Last week, the Washtenaw County United Way released an update on households on the economic margins in the county. Asset-limited, income-constrained, employed (ALICE) is a measure the United Way uses to identify households that live above the poverty line but cannot afford basic needs. Since 2019, the number of ALICE households in Washtenaw County has risen faster than the number of households at or below the poverty line.
According to the United Way, the number of ALICE households in Washtenaw County jumped from 43,663 in 2019 to 59,125 in 2021. That’s an increase of more than 35% in just two years. So, who lives in ALICE households?

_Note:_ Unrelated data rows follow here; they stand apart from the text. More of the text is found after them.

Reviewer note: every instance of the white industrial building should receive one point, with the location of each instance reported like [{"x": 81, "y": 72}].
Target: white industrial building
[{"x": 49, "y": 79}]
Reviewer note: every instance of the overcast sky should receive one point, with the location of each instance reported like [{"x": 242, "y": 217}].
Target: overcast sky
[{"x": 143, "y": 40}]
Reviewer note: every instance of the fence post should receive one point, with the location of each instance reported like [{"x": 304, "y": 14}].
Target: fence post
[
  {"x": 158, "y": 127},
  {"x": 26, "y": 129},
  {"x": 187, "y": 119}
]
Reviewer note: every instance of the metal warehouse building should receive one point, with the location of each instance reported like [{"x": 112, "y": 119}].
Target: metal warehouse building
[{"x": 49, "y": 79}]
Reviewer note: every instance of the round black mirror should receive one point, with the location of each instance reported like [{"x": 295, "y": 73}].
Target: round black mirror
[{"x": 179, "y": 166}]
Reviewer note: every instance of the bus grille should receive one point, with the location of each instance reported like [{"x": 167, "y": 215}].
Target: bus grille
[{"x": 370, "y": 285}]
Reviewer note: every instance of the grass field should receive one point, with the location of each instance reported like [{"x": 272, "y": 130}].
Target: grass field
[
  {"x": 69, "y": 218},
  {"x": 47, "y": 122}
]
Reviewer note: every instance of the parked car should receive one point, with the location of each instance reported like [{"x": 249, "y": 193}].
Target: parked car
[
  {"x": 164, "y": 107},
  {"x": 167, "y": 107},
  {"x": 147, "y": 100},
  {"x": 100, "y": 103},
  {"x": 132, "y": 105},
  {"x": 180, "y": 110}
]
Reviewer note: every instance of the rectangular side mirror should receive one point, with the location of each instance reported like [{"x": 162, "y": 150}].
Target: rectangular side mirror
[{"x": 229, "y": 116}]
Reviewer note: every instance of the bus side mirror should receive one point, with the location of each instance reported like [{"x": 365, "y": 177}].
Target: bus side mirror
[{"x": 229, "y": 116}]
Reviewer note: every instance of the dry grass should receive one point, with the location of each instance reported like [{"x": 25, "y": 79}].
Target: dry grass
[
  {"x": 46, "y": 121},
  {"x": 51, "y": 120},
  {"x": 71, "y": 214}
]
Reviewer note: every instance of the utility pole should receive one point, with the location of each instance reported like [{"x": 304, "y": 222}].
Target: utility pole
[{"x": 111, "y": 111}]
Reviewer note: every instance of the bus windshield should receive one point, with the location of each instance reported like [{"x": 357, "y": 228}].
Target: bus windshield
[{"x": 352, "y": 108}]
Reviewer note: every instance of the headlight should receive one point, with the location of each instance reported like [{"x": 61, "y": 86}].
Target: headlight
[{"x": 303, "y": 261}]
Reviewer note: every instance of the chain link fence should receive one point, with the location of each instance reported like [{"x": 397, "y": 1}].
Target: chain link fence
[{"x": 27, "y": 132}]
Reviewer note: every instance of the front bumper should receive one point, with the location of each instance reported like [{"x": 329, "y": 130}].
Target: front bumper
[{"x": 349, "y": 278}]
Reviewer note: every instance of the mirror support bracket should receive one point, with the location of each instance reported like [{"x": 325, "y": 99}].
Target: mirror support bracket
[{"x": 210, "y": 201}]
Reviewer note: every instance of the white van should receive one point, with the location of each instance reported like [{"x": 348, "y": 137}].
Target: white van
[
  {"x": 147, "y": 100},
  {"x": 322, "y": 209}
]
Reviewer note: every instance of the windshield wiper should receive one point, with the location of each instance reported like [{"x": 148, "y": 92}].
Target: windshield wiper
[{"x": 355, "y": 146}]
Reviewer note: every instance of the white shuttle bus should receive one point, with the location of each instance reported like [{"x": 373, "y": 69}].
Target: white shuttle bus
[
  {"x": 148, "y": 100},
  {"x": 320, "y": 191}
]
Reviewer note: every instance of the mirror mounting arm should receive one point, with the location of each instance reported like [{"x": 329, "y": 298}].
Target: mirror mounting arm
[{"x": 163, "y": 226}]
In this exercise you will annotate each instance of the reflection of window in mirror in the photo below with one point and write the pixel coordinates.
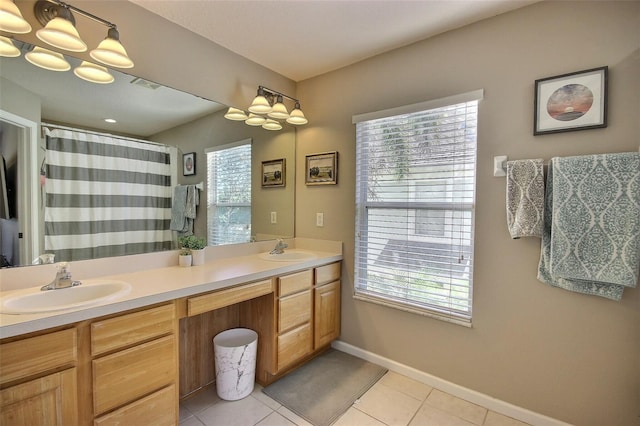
(229, 193)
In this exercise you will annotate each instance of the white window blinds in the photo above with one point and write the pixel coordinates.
(415, 192)
(229, 193)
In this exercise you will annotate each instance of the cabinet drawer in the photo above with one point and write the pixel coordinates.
(157, 409)
(130, 329)
(34, 355)
(295, 282)
(125, 376)
(328, 273)
(294, 310)
(294, 345)
(231, 296)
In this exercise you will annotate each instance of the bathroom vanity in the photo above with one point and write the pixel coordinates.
(129, 361)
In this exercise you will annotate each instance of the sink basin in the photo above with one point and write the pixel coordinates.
(288, 256)
(91, 292)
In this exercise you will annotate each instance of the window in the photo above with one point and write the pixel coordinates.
(229, 193)
(415, 193)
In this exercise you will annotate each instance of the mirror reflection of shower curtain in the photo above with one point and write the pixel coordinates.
(105, 196)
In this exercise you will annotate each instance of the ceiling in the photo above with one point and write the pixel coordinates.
(305, 38)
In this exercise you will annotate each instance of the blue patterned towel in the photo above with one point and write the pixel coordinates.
(591, 238)
(525, 198)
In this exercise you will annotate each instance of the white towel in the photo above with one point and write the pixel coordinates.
(525, 198)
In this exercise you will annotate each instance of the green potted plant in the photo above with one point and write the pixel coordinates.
(196, 246)
(184, 257)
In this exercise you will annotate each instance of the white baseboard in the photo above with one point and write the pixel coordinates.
(470, 395)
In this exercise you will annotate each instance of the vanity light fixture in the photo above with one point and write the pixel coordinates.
(297, 116)
(235, 114)
(93, 73)
(278, 110)
(60, 30)
(11, 19)
(268, 103)
(47, 59)
(255, 120)
(7, 48)
(111, 52)
(260, 104)
(271, 124)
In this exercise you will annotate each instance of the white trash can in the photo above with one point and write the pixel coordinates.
(235, 353)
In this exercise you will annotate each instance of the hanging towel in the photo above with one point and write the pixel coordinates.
(525, 198)
(178, 218)
(193, 199)
(591, 238)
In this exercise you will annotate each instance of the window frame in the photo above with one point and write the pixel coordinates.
(211, 191)
(363, 204)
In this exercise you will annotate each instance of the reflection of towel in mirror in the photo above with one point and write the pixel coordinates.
(525, 198)
(183, 209)
(178, 218)
(193, 199)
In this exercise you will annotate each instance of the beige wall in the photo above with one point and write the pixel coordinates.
(565, 355)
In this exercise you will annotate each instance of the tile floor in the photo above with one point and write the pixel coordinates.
(394, 400)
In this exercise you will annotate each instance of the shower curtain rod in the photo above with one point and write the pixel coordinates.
(93, 132)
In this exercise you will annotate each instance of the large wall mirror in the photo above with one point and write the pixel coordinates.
(143, 110)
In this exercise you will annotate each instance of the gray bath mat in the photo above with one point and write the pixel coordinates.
(323, 389)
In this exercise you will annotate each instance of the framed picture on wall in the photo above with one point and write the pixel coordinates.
(569, 102)
(274, 173)
(322, 169)
(189, 164)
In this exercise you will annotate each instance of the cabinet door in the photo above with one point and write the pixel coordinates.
(47, 401)
(294, 310)
(327, 314)
(294, 345)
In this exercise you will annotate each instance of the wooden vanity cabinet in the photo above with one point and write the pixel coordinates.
(326, 312)
(294, 302)
(134, 367)
(38, 380)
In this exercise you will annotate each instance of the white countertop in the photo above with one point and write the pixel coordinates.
(163, 284)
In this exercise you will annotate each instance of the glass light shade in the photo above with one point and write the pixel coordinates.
(255, 120)
(279, 111)
(235, 114)
(7, 48)
(45, 58)
(111, 52)
(93, 73)
(297, 117)
(61, 33)
(271, 125)
(11, 19)
(260, 105)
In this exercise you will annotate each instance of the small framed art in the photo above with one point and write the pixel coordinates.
(189, 164)
(569, 102)
(322, 169)
(274, 173)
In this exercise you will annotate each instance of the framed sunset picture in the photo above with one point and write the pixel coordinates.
(569, 102)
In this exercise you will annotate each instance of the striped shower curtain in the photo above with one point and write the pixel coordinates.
(105, 196)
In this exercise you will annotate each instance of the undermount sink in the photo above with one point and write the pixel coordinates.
(288, 256)
(91, 292)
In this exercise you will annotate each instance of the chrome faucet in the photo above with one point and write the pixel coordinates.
(279, 248)
(63, 278)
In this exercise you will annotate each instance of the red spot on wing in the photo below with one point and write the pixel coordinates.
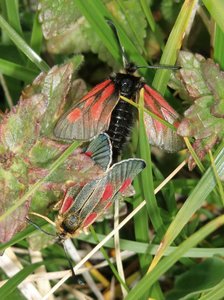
(89, 153)
(74, 115)
(108, 205)
(96, 89)
(97, 108)
(108, 192)
(125, 185)
(66, 204)
(88, 102)
(89, 219)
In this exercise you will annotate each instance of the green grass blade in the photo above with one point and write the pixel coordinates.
(173, 45)
(146, 175)
(148, 14)
(36, 36)
(140, 247)
(141, 226)
(167, 262)
(23, 46)
(17, 71)
(13, 282)
(95, 12)
(13, 15)
(219, 46)
(216, 11)
(215, 293)
(21, 235)
(191, 205)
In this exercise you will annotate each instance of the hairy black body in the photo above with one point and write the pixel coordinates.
(124, 114)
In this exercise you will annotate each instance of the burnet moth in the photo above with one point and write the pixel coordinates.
(80, 210)
(82, 206)
(102, 110)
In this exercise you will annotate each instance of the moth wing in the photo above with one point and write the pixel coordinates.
(100, 150)
(112, 186)
(77, 196)
(159, 134)
(91, 115)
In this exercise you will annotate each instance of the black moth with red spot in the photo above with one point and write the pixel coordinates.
(80, 208)
(103, 110)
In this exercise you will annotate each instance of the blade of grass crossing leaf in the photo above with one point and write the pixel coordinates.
(220, 187)
(149, 279)
(96, 18)
(13, 282)
(148, 14)
(21, 235)
(204, 187)
(216, 11)
(216, 293)
(135, 34)
(36, 36)
(23, 46)
(13, 15)
(173, 45)
(219, 46)
(168, 194)
(17, 71)
(146, 175)
(141, 226)
(194, 155)
(113, 269)
(95, 12)
(36, 39)
(36, 186)
(139, 247)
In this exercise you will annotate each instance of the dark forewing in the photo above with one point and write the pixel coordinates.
(159, 134)
(116, 181)
(100, 150)
(91, 115)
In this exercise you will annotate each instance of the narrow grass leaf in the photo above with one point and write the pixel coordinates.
(140, 247)
(216, 11)
(13, 15)
(17, 71)
(13, 282)
(173, 45)
(149, 279)
(146, 175)
(95, 12)
(215, 293)
(148, 14)
(219, 46)
(23, 46)
(191, 205)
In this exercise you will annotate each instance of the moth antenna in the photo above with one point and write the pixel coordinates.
(168, 67)
(69, 260)
(114, 29)
(43, 217)
(39, 228)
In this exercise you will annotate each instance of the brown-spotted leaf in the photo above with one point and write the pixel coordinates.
(13, 184)
(27, 151)
(201, 81)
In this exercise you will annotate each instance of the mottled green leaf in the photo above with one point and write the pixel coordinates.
(201, 82)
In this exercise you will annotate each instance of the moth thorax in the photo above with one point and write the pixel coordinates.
(128, 84)
(71, 223)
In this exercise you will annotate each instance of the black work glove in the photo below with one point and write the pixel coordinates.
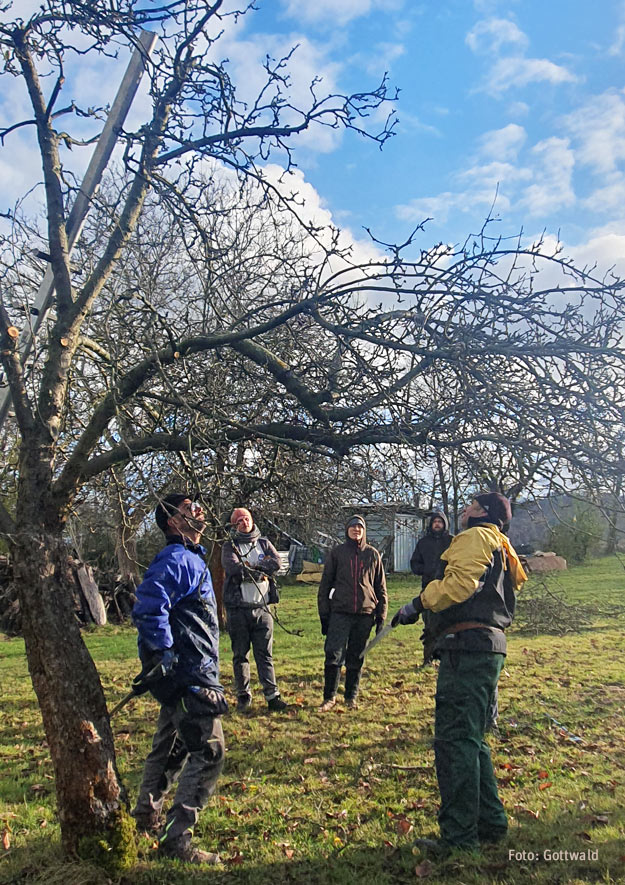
(407, 614)
(206, 701)
(159, 664)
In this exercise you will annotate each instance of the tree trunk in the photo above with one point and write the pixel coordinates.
(91, 799)
(126, 553)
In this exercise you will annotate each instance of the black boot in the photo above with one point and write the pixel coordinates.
(332, 674)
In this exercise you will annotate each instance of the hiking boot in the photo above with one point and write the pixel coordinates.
(148, 821)
(276, 705)
(244, 702)
(181, 849)
(327, 705)
(435, 848)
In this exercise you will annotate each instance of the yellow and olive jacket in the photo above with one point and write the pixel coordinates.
(482, 576)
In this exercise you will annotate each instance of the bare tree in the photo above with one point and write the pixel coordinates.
(233, 346)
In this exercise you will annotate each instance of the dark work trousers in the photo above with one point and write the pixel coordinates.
(345, 642)
(252, 626)
(471, 810)
(188, 747)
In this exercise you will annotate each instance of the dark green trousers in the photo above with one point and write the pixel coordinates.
(471, 810)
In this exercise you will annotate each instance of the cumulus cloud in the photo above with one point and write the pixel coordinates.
(498, 183)
(598, 128)
(503, 144)
(552, 174)
(489, 35)
(517, 71)
(505, 43)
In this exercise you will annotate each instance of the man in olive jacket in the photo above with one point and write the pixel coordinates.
(472, 605)
(352, 598)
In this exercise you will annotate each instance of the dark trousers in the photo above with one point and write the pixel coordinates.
(189, 748)
(345, 642)
(470, 806)
(252, 627)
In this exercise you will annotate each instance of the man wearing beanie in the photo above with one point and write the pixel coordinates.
(426, 561)
(176, 618)
(352, 598)
(472, 604)
(250, 561)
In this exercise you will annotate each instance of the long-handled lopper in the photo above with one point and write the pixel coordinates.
(140, 684)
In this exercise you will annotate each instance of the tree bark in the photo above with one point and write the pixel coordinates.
(90, 794)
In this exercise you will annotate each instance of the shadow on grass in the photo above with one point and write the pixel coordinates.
(525, 856)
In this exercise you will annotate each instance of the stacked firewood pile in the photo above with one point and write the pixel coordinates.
(110, 599)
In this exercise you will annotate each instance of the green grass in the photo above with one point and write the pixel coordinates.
(338, 798)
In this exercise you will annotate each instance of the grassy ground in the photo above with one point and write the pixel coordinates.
(338, 798)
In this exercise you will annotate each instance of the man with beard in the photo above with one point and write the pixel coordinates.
(250, 561)
(472, 605)
(176, 617)
(352, 598)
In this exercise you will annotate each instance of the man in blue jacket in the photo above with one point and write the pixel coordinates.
(176, 616)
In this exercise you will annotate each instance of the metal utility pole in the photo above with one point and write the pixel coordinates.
(91, 182)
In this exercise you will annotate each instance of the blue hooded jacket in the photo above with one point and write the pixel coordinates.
(176, 608)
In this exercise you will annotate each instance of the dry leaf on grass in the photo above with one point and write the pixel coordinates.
(423, 870)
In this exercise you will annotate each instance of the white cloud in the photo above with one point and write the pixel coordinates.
(383, 56)
(505, 42)
(517, 71)
(489, 35)
(313, 211)
(503, 144)
(552, 175)
(598, 128)
(332, 13)
(541, 185)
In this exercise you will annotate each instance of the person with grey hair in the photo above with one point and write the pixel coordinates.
(351, 599)
(176, 618)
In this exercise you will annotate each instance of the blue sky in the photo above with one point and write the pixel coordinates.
(521, 99)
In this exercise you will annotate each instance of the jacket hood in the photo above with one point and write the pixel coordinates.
(353, 519)
(437, 514)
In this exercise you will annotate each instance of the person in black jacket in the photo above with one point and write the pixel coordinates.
(426, 559)
(249, 562)
(351, 599)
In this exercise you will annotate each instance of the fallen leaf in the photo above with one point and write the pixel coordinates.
(528, 811)
(236, 859)
(403, 827)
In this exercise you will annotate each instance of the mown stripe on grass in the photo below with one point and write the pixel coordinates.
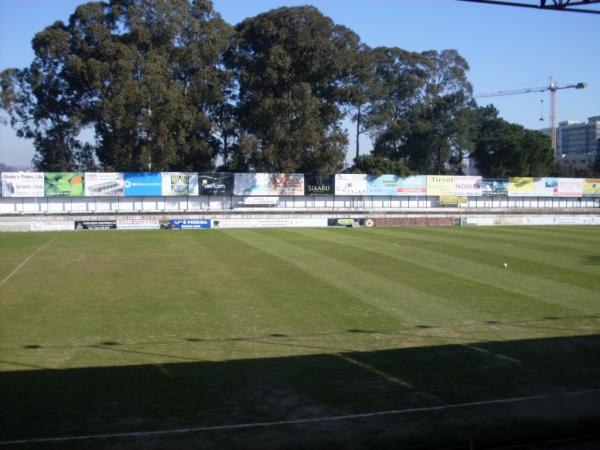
(544, 264)
(565, 239)
(566, 296)
(460, 291)
(569, 255)
(405, 303)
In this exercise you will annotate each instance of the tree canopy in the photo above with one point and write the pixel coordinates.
(171, 86)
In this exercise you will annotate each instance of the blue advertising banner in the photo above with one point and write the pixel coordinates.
(143, 184)
(190, 223)
(396, 185)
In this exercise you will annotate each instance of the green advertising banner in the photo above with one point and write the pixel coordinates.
(63, 184)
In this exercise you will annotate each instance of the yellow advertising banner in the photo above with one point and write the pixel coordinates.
(521, 186)
(591, 187)
(442, 185)
(453, 200)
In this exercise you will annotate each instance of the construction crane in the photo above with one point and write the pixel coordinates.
(553, 87)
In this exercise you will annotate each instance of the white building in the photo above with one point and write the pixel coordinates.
(577, 143)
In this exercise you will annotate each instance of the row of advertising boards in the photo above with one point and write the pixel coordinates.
(158, 184)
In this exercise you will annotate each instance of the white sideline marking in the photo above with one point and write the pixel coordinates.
(293, 421)
(24, 262)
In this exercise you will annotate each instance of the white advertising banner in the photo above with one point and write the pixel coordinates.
(467, 186)
(569, 187)
(22, 184)
(351, 184)
(104, 184)
(53, 225)
(270, 222)
(179, 183)
(138, 224)
(268, 184)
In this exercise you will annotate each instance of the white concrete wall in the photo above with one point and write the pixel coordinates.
(63, 205)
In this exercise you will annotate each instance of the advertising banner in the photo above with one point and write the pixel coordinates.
(467, 186)
(95, 224)
(452, 200)
(351, 184)
(139, 184)
(440, 184)
(494, 187)
(214, 183)
(543, 187)
(569, 187)
(591, 187)
(521, 187)
(393, 185)
(22, 184)
(107, 184)
(185, 224)
(138, 224)
(347, 222)
(546, 187)
(63, 184)
(270, 222)
(52, 225)
(319, 185)
(268, 184)
(179, 183)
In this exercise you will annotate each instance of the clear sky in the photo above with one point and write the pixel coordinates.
(507, 48)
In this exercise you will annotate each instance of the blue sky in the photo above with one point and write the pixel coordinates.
(507, 48)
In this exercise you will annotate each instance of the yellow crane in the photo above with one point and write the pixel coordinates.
(553, 88)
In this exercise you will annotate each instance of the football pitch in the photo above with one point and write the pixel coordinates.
(303, 338)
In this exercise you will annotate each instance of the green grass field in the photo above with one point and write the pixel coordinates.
(122, 332)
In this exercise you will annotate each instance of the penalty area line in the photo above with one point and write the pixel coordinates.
(24, 262)
(307, 420)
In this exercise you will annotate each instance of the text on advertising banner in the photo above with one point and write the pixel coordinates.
(139, 184)
(63, 184)
(521, 187)
(319, 184)
(467, 186)
(179, 183)
(350, 184)
(494, 187)
(268, 184)
(591, 187)
(392, 185)
(215, 183)
(569, 187)
(104, 184)
(22, 184)
(440, 185)
(183, 224)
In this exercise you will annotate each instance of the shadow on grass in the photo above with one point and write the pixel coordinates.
(593, 260)
(45, 403)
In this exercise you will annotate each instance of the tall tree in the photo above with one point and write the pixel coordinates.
(294, 68)
(506, 149)
(145, 74)
(421, 117)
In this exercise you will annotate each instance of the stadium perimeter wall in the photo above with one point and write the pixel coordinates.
(276, 217)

Twenty-five percent of single and non-married co-habitants live in households that fit the ALICE definition. Among families with children, the United Way designates 18% as ALICE. Among seniors, nearly 40% of them live in ALICE households. More Black (43%) and Hispanic (36%) households fit the definition of ALICE than White (28%) and Asian (26%).
The increase in the number of households that can’t make ends meet is troubling, especially since economists include those years as part of post-Great Recession economic boom. The impact of COVID-19 may have initially skewed the number of struggling households, but at the same time, the federal and state governments provided more assistance to qualifying households than ever. Increased unemployment benefits, increased eligibility for Medicaid, moratoriums on evictions, increased tax credits, and increased food assistance should have offset the financial impact of COVID-19 challenges.
Goal should be to eliminate ALICE households in Washtenaw County
Overall, the highest percentage of ALICE households in Washtenaw County was found on campus at the University of Michigan (85%), according to data collected by the US Census Bureau’s American Community Survey. The City of Ypsilanti recorded the next-highest percentage of ALICE households (54%). Households in the 48104 ZIP Code came in third, with 51% of households there designated as ALICE. Dexter (22%), Ann Arbor – 48103 (25%), Saline and Willis (26%), reported the lowest number of ALICE households in Washtenaw County.
Countywide, 60% of households exceeded the ALICE threshold. As a side note, Livingston County recorded the lowest number of ALICE households in the state – just 24%. (Once again, it would behoove WCC to consider the possibility of expanding the WCC District to include Livingston County.) More than 25% of Washtenaw County residents in the survey were employed part-time. These workers are the least likely to have benefits, which tends to increase their risk of economic hardship.
It is critical that WCC commit itself to eliminating degree programs and non-degree certificates that generate more ALICE households in Washtenaw County. Likewise, WCC must also commit to eliminating “workforce development” programs that are so narrowly tailored that they offer only a limited, short-term income potential. We already have a substantial number of households (regardless of household income) that struggle to make ends meet. This sharply limits the potential of the Washtenaw County economy and makes it difficult for people of all economic statuses to remain here. There is no point in “quickly putting people in jobs” when those jobs will never allow them to make ends meet. We need opportunities that improve the economic position of those who live in Washtenaw County and enable, rather than disable, economic mobility among our residents.